Avoiding Compassion Fatigue in an ADHD World
Updated: Jul 10, 2022
Remember Biafra?
If you’re of a certain age—likely, 60 years old or more—you might remember magazine covers and TV shows devoted to the awful famine in Biafra during the Nigerian Civil War.
How awful was it?
Biafran Victims
More than 3 million people died of starvation. That is roughly equivalent to the combined populations of Vancouver, Calgary, Edmonton, and Winnipeg.
Awful.
Remember Bangladesh?
Beatle George Harrison staged the first of the “big star concerts” to raise money for the famine there in 1971. Everybody bought the multi-LP album that featured Bob Dylan, Ravi Shankar, Eric Clapton, and other musical greats of the day.
Estimates hover around 1.5 million for the casualties of Bangladesh’s famine after its civil war with Pakistan. That’s roughly the population of Montreal.
We don’t talk about Biafra or Bangladesh anymore, the way few of us talk nowadays about Sudan, or Kampuchea, or Haiti, or the Tōhoku region of Japan.
Today our attention is focused on—well, whatever today’s news focuses on. But it’s not as if everything today is fine in Nigeria, or Bangladesh, or Sudan, or the rest, right?

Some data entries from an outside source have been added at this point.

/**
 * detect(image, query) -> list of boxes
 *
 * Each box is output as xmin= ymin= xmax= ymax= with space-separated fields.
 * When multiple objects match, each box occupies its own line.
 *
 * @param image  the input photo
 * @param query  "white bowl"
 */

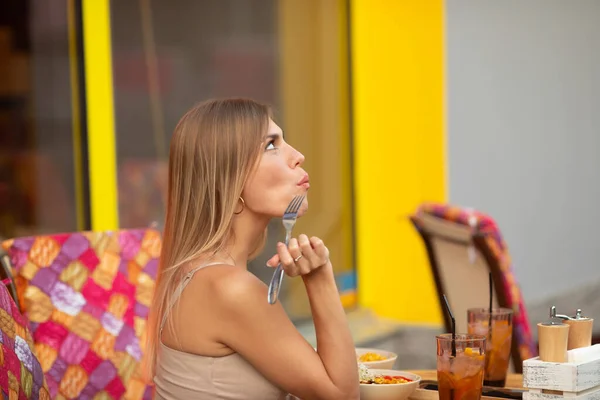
xmin=360 ymin=369 xmax=421 ymax=400
xmin=356 ymin=347 xmax=398 ymax=369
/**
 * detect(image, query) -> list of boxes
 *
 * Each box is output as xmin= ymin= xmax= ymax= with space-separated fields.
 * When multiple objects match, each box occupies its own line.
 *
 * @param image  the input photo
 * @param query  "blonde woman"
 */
xmin=146 ymin=99 xmax=359 ymax=400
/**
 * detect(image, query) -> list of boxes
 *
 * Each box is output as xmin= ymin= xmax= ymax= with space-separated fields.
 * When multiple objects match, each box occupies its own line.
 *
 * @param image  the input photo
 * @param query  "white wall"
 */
xmin=446 ymin=0 xmax=600 ymax=307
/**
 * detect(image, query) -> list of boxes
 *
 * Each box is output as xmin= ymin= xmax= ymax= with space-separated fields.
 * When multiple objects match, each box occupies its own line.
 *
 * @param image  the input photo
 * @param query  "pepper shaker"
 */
xmin=537 ymin=306 xmax=570 ymax=363
xmin=565 ymin=309 xmax=594 ymax=350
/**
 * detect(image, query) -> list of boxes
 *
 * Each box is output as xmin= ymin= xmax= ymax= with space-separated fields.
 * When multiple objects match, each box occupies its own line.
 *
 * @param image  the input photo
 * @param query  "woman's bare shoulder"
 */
xmin=195 ymin=264 xmax=267 ymax=308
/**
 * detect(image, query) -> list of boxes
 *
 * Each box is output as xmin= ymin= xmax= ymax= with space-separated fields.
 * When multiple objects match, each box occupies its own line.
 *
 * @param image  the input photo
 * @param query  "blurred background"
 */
xmin=0 ymin=0 xmax=600 ymax=368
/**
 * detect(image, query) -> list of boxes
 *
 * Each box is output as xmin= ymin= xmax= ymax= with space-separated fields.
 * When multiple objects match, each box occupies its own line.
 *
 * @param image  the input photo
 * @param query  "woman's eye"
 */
xmin=265 ymin=141 xmax=277 ymax=150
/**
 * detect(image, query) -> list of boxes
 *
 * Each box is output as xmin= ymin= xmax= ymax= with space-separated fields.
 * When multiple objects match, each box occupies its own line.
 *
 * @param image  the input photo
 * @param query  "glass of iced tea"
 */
xmin=436 ymin=333 xmax=485 ymax=400
xmin=467 ymin=308 xmax=513 ymax=387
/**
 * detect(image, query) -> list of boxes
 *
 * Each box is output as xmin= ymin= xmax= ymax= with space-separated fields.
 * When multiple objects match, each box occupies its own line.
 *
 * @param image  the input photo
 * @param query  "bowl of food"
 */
xmin=358 ymin=364 xmax=421 ymax=400
xmin=356 ymin=347 xmax=398 ymax=369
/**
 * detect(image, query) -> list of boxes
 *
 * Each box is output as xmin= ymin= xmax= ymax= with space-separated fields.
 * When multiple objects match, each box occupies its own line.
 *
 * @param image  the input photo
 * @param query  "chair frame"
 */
xmin=410 ymin=215 xmax=523 ymax=373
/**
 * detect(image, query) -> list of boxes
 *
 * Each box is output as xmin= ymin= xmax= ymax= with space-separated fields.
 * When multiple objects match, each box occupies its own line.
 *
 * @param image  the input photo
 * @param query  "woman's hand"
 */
xmin=267 ymin=235 xmax=329 ymax=277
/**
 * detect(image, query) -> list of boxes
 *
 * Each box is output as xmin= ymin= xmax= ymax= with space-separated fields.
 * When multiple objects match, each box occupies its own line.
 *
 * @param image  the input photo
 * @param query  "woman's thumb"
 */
xmin=267 ymin=254 xmax=279 ymax=267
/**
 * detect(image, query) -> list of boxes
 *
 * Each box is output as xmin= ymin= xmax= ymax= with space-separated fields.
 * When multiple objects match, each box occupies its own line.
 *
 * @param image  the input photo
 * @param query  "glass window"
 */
xmin=0 ymin=0 xmax=85 ymax=238
xmin=111 ymin=0 xmax=354 ymax=320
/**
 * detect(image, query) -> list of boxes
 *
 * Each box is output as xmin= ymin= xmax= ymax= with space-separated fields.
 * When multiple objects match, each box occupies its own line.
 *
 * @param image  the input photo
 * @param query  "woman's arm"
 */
xmin=206 ymin=237 xmax=359 ymax=400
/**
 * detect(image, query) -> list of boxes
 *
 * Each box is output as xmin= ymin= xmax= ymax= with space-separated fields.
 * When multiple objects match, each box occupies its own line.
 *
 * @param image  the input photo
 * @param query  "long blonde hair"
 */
xmin=144 ymin=99 xmax=271 ymax=379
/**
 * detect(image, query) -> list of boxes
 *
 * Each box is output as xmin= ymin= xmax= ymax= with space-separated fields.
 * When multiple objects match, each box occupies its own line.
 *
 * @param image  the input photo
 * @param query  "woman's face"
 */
xmin=242 ymin=121 xmax=310 ymax=217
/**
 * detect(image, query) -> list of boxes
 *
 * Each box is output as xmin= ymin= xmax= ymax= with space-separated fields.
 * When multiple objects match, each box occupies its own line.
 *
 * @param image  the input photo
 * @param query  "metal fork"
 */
xmin=267 ymin=195 xmax=306 ymax=304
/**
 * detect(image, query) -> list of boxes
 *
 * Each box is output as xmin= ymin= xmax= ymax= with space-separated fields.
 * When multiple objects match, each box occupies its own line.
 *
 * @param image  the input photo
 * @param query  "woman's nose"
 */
xmin=293 ymin=150 xmax=304 ymax=167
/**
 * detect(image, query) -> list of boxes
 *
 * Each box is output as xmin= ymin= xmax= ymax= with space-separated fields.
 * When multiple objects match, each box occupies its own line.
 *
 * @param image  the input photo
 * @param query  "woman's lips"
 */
xmin=298 ymin=174 xmax=310 ymax=189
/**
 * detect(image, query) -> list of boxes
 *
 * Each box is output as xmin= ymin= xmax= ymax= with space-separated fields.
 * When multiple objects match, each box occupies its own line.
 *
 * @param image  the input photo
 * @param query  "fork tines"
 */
xmin=283 ymin=195 xmax=306 ymax=219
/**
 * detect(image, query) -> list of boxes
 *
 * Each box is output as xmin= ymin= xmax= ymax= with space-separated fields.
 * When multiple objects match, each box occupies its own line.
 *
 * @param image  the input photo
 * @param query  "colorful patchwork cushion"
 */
xmin=418 ymin=203 xmax=537 ymax=360
xmin=0 ymin=285 xmax=50 ymax=400
xmin=3 ymin=229 xmax=161 ymax=399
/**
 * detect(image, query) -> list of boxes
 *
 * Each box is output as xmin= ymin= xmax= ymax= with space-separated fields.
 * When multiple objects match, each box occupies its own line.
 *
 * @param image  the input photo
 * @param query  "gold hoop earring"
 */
xmin=233 ymin=196 xmax=246 ymax=215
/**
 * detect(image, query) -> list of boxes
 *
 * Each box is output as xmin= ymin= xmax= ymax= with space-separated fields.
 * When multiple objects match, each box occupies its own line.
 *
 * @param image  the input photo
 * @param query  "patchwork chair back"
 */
xmin=3 ymin=229 xmax=161 ymax=400
xmin=411 ymin=203 xmax=537 ymax=372
xmin=0 ymin=285 xmax=50 ymax=400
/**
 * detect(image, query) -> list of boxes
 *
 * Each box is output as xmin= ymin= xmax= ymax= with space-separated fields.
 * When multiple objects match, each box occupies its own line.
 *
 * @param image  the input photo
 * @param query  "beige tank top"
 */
xmin=154 ymin=263 xmax=293 ymax=400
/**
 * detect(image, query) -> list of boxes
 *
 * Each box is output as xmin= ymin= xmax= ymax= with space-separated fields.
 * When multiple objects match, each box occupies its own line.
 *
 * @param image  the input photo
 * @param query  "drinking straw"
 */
xmin=443 ymin=295 xmax=456 ymax=357
xmin=488 ymin=272 xmax=494 ymax=341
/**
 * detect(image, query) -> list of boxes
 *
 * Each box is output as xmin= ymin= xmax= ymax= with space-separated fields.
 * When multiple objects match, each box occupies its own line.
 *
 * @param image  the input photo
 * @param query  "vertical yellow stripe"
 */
xmin=67 ymin=0 xmax=85 ymax=230
xmin=350 ymin=0 xmax=446 ymax=323
xmin=82 ymin=0 xmax=119 ymax=230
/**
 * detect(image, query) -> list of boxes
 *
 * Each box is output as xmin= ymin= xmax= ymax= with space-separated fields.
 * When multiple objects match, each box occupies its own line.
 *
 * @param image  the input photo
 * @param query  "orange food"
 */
xmin=358 ymin=352 xmax=387 ymax=362
xmin=361 ymin=375 xmax=412 ymax=385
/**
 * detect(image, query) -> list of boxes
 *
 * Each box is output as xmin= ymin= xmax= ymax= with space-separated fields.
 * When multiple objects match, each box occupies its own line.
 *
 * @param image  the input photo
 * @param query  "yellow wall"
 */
xmin=350 ymin=0 xmax=446 ymax=323
xmin=82 ymin=0 xmax=119 ymax=230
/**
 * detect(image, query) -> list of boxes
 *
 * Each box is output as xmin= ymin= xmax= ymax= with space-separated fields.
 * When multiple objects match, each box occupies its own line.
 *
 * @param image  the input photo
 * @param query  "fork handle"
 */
xmin=268 ymin=263 xmax=283 ymax=304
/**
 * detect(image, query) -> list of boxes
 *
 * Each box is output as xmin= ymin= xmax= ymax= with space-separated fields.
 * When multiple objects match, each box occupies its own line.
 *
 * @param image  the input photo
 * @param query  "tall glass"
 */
xmin=467 ymin=308 xmax=513 ymax=387
xmin=436 ymin=333 xmax=485 ymax=400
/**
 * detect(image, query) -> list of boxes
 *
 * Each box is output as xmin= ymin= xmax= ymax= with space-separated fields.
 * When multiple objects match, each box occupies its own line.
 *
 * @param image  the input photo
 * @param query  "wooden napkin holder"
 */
xmin=523 ymin=356 xmax=600 ymax=400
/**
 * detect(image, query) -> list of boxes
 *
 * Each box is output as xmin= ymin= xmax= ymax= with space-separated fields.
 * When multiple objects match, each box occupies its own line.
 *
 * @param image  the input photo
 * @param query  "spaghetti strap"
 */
xmin=159 ymin=262 xmax=233 ymax=333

So how do we properly respond to a big world in which needs surface according to their “newsworthiness” but rarely get solved immediately, and instead just disappear from our notice?
The best advice I was ever given about charity was this: Listen to your world, to the people you know and the causes you recognize, pray about them, and then commit to contributing what you can to those few that stand out to you.
Instead, that is, of responding to every push of the “compassion” button, which runs the risk of compassion fatigue, invest in a few key causes: month after month, year after year. Learn about them. Communicate with the agencies you admire and encourage them. And give what you can, in money and other resources, to help them flourish.
By way simply of illustration, then, let me tell you that my wife and I give regularly to Haiti Partnersbecause my cousin Kent Annan helps to run it, and we admire Kent, and because it does interesting, innovative work to educate Haitians for a better future.